Problems with Timing for Retainage Lien Claims

HB 2337 provides that a “claimant other than an original contractor claiming a lien for retainage must file an affidavit with the County Clerk not later than the 15th day of the third month after the month in which the original contract under which the claimant performed was completed, terminated, or abandoned.” Section 53.052(d). 

However, the Legislature left intact Section 53.103 which provides that a claimant has a lien on the reserved funds if the claimant sends the required notices and “except as allowed by Section 53.057(d), files an affidavit claiming a lien not later than the 30th day after the earliest of the date: (A) the work is completed; (B) the original contract is terminated; or (C) the original contractor abandons performance under the original contract.”
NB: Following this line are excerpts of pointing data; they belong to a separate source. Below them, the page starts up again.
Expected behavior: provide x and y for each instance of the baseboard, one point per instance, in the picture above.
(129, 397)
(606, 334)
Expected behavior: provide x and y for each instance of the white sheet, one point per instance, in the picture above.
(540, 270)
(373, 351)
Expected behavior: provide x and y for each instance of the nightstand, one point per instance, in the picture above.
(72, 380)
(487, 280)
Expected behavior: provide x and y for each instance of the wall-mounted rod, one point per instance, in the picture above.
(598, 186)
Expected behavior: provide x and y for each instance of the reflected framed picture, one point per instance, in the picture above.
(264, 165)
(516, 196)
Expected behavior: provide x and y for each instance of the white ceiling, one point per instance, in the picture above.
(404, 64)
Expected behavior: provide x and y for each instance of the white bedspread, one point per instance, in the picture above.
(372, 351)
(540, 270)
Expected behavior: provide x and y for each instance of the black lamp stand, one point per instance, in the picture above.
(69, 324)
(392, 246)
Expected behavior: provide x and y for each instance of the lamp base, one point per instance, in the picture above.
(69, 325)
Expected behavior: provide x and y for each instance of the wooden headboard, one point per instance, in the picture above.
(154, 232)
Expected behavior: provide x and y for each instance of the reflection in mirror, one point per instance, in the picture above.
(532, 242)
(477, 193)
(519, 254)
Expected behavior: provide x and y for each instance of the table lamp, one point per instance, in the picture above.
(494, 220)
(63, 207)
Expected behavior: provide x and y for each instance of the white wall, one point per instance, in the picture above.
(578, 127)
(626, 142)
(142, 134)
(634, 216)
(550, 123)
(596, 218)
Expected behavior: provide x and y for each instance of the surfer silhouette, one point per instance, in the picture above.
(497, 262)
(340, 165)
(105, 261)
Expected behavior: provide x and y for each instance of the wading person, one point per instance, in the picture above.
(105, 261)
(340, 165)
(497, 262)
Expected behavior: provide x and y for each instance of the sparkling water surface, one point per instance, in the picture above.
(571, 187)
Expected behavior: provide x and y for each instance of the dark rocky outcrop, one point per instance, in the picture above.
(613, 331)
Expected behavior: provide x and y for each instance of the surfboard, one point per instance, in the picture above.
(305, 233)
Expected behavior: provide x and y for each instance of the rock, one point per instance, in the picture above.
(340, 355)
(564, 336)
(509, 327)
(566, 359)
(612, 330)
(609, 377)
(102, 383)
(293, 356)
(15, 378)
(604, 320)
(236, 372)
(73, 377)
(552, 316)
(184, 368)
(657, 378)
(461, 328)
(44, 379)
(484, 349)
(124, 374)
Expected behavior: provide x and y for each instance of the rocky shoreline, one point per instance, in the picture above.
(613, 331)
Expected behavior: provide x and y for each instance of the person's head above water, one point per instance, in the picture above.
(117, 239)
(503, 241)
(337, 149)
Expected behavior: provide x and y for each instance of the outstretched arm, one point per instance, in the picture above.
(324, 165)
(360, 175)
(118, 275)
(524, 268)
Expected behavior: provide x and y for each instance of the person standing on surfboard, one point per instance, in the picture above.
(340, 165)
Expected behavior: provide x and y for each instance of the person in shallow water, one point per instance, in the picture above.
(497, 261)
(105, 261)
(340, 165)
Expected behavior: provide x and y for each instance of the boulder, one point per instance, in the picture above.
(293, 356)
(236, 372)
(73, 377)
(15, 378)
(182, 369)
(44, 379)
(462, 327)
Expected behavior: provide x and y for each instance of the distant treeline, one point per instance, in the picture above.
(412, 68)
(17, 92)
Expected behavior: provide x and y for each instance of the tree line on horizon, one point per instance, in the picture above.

So, what is the actual deadline? Is it the 15th day of the third month after completion, termination or abandonment by the original contractor or 30 days after the earliest of those events? Retainage claimants would be well advised to comply with the 30-day deadline in Section 53.103 as it is unclear whether owners are required to hold on to the retainage beyond that deadline. If a claimant misses the 30-day deadline, it may still have a valid lien claim if it complies with the later deadline in Section 53.052(d) but does so at its risk.